The growth-stage investor has already deployed one-third of the corpus through investments of $8–14 million each across five startups — astrology platform Astrotalk, identity verification firm IDfy, investment platform Smallcase, logistics player Porter, and BNPL company Snapmint.
The remaining capital will be deployed over the next 12–18 months. The firm will focus its investments in sectors like fintech, software-as-a-service, business-to-business (B2B) platforms and consumer brands.
The firm will make investments in three more companies this year, and back five startups next year. It is aiming to fully deploy the capital from its fund by the end of 2026 to mid-2027, with an average cheque size of $12-15 million.
“Broadly, the optimism among investors (limited partners) continues to remain high. There is a lot of capital waiting to be deployed in India. There is enough money waiting for the right companies and opportunities,” Navin Honagudi, Managing Partner at Elev8 Venture Partners, told Moneycontrol.
Launched in September 2022, Elev8 had initially set out to raise a $200 million corpus, before closing at $160 million. The fund is anchored by KB Investment, part of South Korea’s largest financial conglomerate KB Holdings, which has contributed about 20 percent of the total corpus.
Elev8’s limited partner base is split roughly evenly between domestic and foreign investors, including institutions, family offices, and high net-worth individuals (HNIs). Backed by incubator Venture Catalysts, the fund is targeting companies across fintech, software-as-a-service (SaaS), business-to-business (B2B) platforms and consumer brands.
Within consumer, Elev8 is looking at direct-to-consumer (D2C) brands and marketplaces such as Astrotalk. In fintech, its focus is on infrastructure plays and consumer internet models emerging out of lending businesses, such as Snapmint.

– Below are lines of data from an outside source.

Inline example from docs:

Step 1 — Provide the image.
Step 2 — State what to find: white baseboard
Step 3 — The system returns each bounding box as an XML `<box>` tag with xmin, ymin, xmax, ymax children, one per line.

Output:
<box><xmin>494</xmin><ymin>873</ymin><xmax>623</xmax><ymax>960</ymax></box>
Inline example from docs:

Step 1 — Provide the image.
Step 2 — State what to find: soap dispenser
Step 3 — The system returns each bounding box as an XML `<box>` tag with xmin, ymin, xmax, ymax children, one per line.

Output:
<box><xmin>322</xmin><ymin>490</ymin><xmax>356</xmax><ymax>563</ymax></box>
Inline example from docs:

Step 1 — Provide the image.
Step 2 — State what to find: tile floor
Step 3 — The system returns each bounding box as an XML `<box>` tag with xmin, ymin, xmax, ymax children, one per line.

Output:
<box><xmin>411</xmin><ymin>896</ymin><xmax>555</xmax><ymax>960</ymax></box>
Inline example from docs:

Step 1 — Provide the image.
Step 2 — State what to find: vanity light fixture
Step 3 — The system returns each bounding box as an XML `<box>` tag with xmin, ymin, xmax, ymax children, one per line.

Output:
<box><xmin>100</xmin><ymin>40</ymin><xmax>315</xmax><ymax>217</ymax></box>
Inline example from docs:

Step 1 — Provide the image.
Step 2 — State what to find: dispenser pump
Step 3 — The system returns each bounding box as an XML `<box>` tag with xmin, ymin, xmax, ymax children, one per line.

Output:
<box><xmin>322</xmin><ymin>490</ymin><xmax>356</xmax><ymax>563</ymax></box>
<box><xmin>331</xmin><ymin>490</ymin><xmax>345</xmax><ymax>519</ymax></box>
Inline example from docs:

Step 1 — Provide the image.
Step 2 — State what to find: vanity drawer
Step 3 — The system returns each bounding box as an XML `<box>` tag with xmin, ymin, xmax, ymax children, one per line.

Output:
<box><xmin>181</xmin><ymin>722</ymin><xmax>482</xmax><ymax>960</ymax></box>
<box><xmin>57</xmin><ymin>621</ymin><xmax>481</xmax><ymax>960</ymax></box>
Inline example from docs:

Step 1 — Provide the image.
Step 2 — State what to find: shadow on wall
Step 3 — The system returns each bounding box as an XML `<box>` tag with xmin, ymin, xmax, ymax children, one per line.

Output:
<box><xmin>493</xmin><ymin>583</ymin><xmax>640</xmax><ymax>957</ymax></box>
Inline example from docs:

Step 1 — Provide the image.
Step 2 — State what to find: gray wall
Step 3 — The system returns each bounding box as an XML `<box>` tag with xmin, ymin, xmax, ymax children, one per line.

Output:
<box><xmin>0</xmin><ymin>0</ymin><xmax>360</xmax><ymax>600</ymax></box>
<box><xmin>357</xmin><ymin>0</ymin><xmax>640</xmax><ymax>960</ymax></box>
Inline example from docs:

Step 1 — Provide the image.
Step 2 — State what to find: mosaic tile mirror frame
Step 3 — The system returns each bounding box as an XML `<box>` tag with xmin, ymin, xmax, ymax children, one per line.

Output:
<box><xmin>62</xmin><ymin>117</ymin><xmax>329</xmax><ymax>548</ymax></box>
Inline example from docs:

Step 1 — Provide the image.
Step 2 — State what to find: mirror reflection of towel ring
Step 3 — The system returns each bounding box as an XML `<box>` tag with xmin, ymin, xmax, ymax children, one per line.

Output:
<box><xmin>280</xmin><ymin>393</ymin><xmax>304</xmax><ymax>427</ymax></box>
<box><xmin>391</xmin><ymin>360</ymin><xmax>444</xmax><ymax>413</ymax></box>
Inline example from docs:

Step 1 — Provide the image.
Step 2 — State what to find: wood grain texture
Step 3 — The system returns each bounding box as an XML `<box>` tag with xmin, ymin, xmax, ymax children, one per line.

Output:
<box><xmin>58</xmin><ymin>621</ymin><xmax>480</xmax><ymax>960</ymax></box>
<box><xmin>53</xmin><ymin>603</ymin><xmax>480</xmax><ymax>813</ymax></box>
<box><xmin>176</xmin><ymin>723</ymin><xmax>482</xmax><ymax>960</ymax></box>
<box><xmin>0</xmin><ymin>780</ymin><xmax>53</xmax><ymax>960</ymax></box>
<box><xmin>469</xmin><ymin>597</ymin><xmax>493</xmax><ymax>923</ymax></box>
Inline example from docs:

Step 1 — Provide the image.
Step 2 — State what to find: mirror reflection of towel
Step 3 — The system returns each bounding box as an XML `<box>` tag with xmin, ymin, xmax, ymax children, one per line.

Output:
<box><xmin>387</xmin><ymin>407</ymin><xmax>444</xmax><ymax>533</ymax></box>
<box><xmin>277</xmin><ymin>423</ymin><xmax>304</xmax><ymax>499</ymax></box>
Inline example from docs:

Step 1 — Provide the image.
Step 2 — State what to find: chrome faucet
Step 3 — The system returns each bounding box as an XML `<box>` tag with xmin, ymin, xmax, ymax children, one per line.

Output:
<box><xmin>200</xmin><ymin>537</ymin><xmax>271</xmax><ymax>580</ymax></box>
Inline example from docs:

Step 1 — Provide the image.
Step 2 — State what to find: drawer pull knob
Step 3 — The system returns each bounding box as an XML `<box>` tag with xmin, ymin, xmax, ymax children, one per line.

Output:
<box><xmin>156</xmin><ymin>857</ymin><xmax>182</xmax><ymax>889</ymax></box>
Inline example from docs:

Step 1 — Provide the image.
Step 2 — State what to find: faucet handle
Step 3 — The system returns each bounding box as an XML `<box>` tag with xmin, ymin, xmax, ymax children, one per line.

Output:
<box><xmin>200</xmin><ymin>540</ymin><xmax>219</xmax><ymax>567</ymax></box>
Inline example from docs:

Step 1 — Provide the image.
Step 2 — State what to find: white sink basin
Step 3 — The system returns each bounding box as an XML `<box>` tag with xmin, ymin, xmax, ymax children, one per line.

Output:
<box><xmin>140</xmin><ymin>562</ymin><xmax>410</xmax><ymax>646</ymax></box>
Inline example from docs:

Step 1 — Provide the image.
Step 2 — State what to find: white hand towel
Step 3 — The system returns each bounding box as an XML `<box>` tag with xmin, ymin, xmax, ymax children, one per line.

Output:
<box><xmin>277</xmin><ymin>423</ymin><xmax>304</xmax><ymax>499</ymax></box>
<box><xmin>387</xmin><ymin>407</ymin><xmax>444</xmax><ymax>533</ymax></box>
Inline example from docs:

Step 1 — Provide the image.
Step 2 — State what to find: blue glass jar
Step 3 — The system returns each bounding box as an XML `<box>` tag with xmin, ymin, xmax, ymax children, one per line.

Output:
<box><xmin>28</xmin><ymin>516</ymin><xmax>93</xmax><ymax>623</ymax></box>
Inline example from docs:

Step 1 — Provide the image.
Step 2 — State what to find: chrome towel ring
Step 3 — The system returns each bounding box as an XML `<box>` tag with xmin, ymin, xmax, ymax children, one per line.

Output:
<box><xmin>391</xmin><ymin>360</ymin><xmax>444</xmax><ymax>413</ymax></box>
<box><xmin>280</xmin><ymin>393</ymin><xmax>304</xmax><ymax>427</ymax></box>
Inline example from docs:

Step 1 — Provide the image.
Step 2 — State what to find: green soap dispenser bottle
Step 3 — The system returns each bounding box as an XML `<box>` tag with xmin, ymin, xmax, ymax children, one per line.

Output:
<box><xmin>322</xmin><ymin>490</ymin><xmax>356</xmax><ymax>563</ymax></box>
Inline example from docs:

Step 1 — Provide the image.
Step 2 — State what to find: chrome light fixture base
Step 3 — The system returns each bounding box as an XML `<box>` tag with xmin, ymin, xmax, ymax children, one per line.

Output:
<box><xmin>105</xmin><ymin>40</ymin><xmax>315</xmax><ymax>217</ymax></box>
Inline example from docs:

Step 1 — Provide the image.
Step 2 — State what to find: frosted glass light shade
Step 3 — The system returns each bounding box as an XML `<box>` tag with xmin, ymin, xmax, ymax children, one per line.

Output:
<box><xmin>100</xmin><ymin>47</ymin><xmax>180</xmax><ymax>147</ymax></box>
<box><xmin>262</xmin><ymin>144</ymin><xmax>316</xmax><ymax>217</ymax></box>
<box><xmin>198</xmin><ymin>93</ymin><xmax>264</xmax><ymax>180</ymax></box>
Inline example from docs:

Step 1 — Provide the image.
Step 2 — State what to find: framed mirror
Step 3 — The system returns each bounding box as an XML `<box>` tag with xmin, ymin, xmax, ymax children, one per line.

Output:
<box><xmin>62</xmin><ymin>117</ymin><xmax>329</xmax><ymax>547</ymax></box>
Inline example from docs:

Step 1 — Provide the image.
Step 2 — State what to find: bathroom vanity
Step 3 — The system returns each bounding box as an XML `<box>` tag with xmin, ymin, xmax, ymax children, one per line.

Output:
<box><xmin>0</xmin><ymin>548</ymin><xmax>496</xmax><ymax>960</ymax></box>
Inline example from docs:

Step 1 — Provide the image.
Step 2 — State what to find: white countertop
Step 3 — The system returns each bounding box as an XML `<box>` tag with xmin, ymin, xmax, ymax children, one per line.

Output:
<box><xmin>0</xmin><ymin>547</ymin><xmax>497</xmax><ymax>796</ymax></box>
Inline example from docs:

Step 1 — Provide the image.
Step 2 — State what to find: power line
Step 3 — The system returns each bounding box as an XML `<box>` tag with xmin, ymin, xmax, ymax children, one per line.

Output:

Honagudi said that while AI has become integral to how portfolio companies operate, the firm is not looking at AI as a standalone sectoral bet.
“AI is now a given in all the companies we evaluate. Our portfolio firms are already using it to cut costs, boost revenue, and improve customer retention. What we’re not seeing yet are large language model (LLM)-type businesses in India, or AI firms crossing the $5–10 million revenue mark. We typically start evaluating companies only once they cross $15 million in revenue,” he said.
The firm is keeping about 70–75 percent of its capital for first cheques and the remainder for follow-on investments. According to the Elev8, its portfolio companies are growing at over 30 percent annually while remaining profitable — a balance that it believes will define India’s next market leaders.
This comes at a time when venture capital fundraising in India has picked up after a year-long lull. The total capital raised by VCs in 2025 so far, at over $3.2 billion, has already surpassed the $2.7 billion raised in the whole of 2024.
ALSO READ: Elevation Capital raises $400 million to foray into late-stage investing via Elevation Holdings
The list of recent fund closes includes large foreign investors such as Accel and Bessemer Venture Partners, as well as domestic names like Prime Venture Partners and Cornerstone VC. Several other firms are in advanced talks to close funds later this year, Moneycontrol reported earlier.